Com pesquisa extensa e documentada, Woodward guia o leitor pela história da ascensão e queda da república-título do livro, mostrando como um cerco orquestrado pela realeza inglesa e capitaneado pelo comodoro Woodes Rogers pôs abaixo o sonho de um império pirata sediado em Nassau. A obra não é exatamente uma ficção baseada em fatos reais, já que o autor raramente toma liberdades criativas para supor o que pode ter acontecido, mas sim um relato de pesquisa histórica acessível e de leitura fascinante.

Apesar de concentrar-se nas histórias de Barba Negra, Charles Vane e Sam “Black Sam” Bellamy, também há feitos de vários outros piratas, corsários e bucaneiros notórios que cruzaram o caminho desses três primeiros: Ben Hornigold, Jack “Calicô” Rackhram, Paulsgrave Williams, Stede Bonnet, Anne Bonny, Edward England, Olivier La Buse e o lendário Henry Avery tiram muita tinta da caneta do autor.

Em termos políticos, é admirável como os piratas — criminosos notórios, inimigos de qualquer Estado e terror da ordem instituída — teriam sido os primeiros a fundar alguma espécie de democracia no continente americano. Embora não tivessem um único líder para todos os piratas, as tripulações sempre escolhiam seus capitães por meio do voto, assinavam documentos que estabeleciam os termos de reparte dos butins e respeitavam decisões tomadas em colegiados, nos quais todos tinham voz.

Com licença do anacronismo, ainda mais extraordinário é o tratamento igualitário que mulheres, crianças e negros e indígenas libertos recebiam do resto dos piratas, quando decidiam juntar-se à tripulação. Tinham direito a fala, voto e a sua parte de recursos, como qualquer outro com quem compartilhavam o convés, suas tarefas ou batalhas. Anne Bonny abandonou seu marido para ser uma figura célebre daquele momento, com atuação direta em várias conquistas ao lado de Jack Rackhram, praguejando contra quem a aborrecesse e escandalizando os grupos puritanos de Nassau com seu comportamento, que era tido como lascivo. Mary Read teria sido criada como menino e seguiu travestida em sua trajetória na vida pirata, julgada por ser quem era apenas quando seu bando foi capturado por corsários ingleses a serviço da coroa. Morreu na prisão, supostamente grávida, depois de usar essa condição para fugir da forca.
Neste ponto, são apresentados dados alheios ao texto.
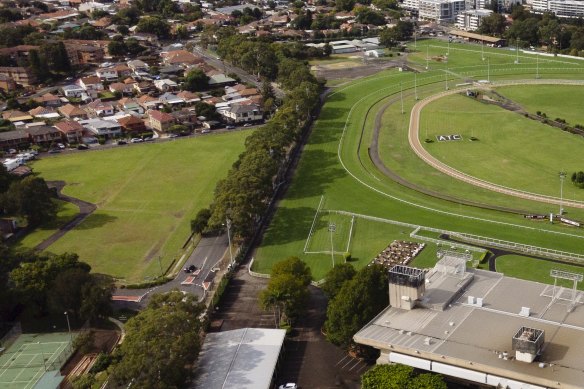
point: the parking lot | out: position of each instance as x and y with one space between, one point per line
308 358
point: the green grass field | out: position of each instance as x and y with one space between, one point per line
533 269
512 150
335 163
146 196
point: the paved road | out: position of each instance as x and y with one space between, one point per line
227 68
416 145
205 257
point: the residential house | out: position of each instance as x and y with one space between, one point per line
165 85
91 83
143 87
220 79
148 102
13 139
240 113
71 111
132 124
84 52
44 135
101 127
48 100
44 113
71 130
171 99
180 57
19 75
138 66
72 91
120 87
99 108
188 97
160 121
16 116
186 117
7 83
128 105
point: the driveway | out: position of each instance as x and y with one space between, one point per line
309 359
206 257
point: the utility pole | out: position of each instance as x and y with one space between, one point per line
416 85
562 176
228 222
401 96
332 229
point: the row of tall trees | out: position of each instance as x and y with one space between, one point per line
40 284
243 196
559 35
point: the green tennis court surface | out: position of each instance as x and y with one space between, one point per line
23 364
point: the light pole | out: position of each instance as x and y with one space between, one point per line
562 176
401 96
416 85
68 325
228 222
332 229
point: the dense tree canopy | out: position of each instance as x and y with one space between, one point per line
160 343
356 303
399 377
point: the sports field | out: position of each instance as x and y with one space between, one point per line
23 364
146 196
512 151
336 163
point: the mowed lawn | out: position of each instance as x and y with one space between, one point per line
534 269
146 196
512 150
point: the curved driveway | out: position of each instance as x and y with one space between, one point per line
416 145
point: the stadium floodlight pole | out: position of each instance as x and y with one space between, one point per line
332 228
43 354
68 325
401 96
562 176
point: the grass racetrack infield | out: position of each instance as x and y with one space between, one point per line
24 363
512 151
335 163
533 269
146 196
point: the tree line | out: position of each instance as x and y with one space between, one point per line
244 195
558 34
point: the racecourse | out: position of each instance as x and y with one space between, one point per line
336 164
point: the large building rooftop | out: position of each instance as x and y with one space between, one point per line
472 338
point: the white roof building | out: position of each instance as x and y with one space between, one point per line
242 359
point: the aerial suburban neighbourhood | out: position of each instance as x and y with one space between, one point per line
291 194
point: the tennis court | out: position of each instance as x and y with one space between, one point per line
23 364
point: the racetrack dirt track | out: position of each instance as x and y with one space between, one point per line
421 152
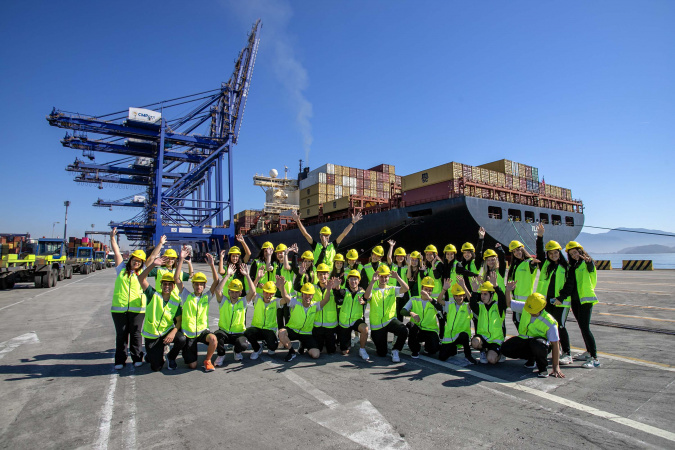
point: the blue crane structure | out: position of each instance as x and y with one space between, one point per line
180 162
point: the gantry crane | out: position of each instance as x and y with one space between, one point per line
178 162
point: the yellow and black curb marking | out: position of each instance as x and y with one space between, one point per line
603 264
631 264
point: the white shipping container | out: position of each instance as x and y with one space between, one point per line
144 115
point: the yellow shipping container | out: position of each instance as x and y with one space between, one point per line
438 174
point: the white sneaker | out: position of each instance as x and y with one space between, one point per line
394 356
255 355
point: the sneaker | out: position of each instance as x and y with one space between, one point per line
395 357
591 363
255 355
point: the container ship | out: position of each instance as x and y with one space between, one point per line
441 205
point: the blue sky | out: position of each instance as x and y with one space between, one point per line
582 90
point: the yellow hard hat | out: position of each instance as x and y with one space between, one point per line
535 303
468 247
486 287
570 245
489 252
430 248
140 254
199 277
354 273
307 288
383 270
456 289
235 285
168 277
552 245
428 282
450 248
269 287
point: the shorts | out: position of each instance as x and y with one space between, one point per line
307 341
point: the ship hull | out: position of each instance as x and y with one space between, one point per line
453 220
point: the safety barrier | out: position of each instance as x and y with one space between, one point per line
631 264
603 264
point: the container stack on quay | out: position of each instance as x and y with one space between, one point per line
332 188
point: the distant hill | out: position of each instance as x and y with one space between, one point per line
618 241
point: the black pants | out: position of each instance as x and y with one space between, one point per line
254 334
128 328
528 348
582 312
416 335
379 337
237 339
325 336
450 349
155 350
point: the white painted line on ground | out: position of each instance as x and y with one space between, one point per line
562 401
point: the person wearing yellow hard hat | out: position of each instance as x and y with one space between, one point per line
324 250
128 303
537 334
195 304
457 330
301 323
351 312
382 314
161 312
423 325
580 287
552 275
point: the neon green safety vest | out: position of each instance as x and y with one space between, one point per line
544 281
327 317
351 309
382 307
490 323
159 317
302 322
586 282
195 315
427 313
265 314
457 321
536 329
232 316
128 294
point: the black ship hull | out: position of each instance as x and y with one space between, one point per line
449 221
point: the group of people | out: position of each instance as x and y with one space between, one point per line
322 298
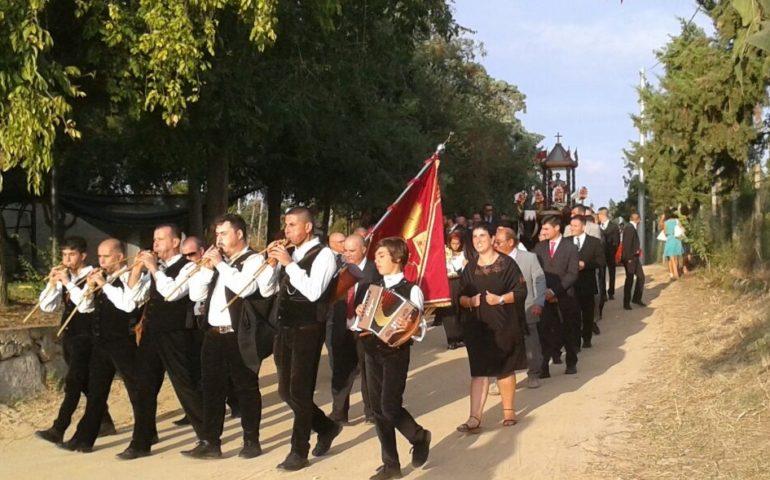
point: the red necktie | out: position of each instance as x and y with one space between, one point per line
351 303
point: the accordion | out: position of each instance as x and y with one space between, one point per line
389 316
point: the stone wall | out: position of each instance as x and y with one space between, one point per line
28 358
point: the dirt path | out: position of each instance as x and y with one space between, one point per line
562 424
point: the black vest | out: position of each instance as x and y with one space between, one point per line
163 316
291 307
260 303
112 323
81 322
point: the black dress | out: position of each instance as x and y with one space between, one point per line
494 334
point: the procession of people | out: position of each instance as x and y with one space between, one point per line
208 317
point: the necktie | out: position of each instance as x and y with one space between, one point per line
351 303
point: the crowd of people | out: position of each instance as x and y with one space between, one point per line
208 317
521 294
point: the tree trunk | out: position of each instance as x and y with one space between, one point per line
3 265
217 181
274 198
195 220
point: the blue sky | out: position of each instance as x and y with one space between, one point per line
578 62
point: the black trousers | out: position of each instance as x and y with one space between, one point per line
222 366
560 326
297 353
175 353
587 304
110 356
344 364
386 369
77 356
609 271
638 273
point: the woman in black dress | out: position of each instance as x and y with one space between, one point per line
493 289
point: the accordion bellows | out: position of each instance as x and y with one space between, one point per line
389 316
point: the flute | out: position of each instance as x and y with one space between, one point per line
78 283
261 268
92 291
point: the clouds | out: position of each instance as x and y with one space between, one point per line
578 62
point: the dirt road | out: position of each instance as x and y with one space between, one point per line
562 424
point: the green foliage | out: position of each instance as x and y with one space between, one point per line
700 120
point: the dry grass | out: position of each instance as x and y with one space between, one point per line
703 409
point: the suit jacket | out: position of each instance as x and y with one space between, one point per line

Tal como na mitologia que sobreviveu para romantizar suas histórias, a figura dos que velejavam sob a bandeira negra carregava um ar de aventura, liberdade e justiça para boa parte das pessoas do século XVI. Essa visão dava motivo a adesões espontâneas como a de John King, menino de dez anos que, ainda calçando suas meias de seda, deixou sua mãe a bordo de um navio de passageiros para seguir o comando de Black Sam. Porém, é claro que muitos dos marinheiros ou passageiros dos navios capturados eram simplesmente forçados a juntarem-se ao bando, muitas vezes com ameaças de morte ou sob tortura. Também era comum que muitos dos piratas mantivessem escravos entre suas propriedades.

Dentre as sagas narradas, a história de Sam Bellamy é a que mais cativa o leitor ávido pela jornada de um herói. Veio de uma origem humilde para firmar-se como uma espécie de Robin Hood do mar, tirando dos ricos para dar a si mesmo e a seu grupo de marujos sujos, formados por nativos das ilhas adjacentes, escravos fugidos e marinheiros que deserdaram da marinha real inglesa. Tinha a lealdade absoluta de seus homens, comandou uma esquadra pirata de 5 embarcações e ficou conhecido por ser gentil com seus prisioneiros, deixando-os seguir viagem com seus navios esvaziados pelo bando, mas com casco e tripulantes ilesos. Ainda assim, o autor não deixa de destacar ameaças de morte e maldições proferidas pelo capitão para descobrir tesouros a bordo de navios capturados ou obter informações sobre outros alvos.

Woodward (que não parece ter parentesco com o renomado Bob, do caso Watergate) é jornalista, historiador e editor no POLITICO. Seu ofício como jornalista parece ter contribuído para apoiar boa parte de sua pesquisa em notas e notícias de jornais ingleses e americanos, como o Boston ou o , além do livro História geral dos piratas e suas conquistas, publicado sob um pseudônimo que é atribuído ao editor de um jornal da época. Além da simplicidade didática com que Woodward conduz o leitor pelas redes de intrigas e disputas do caribe dos 1700, as notas de rodapé são um apoio muito bem-vindo para se situar com as datas e eventos específicos que produzem consequências dos dois lados do Atlântico, além da conveniente lista de documentos de referência ao final, indicando as fontes para cada evento narrado, sumarizadas por capítulo.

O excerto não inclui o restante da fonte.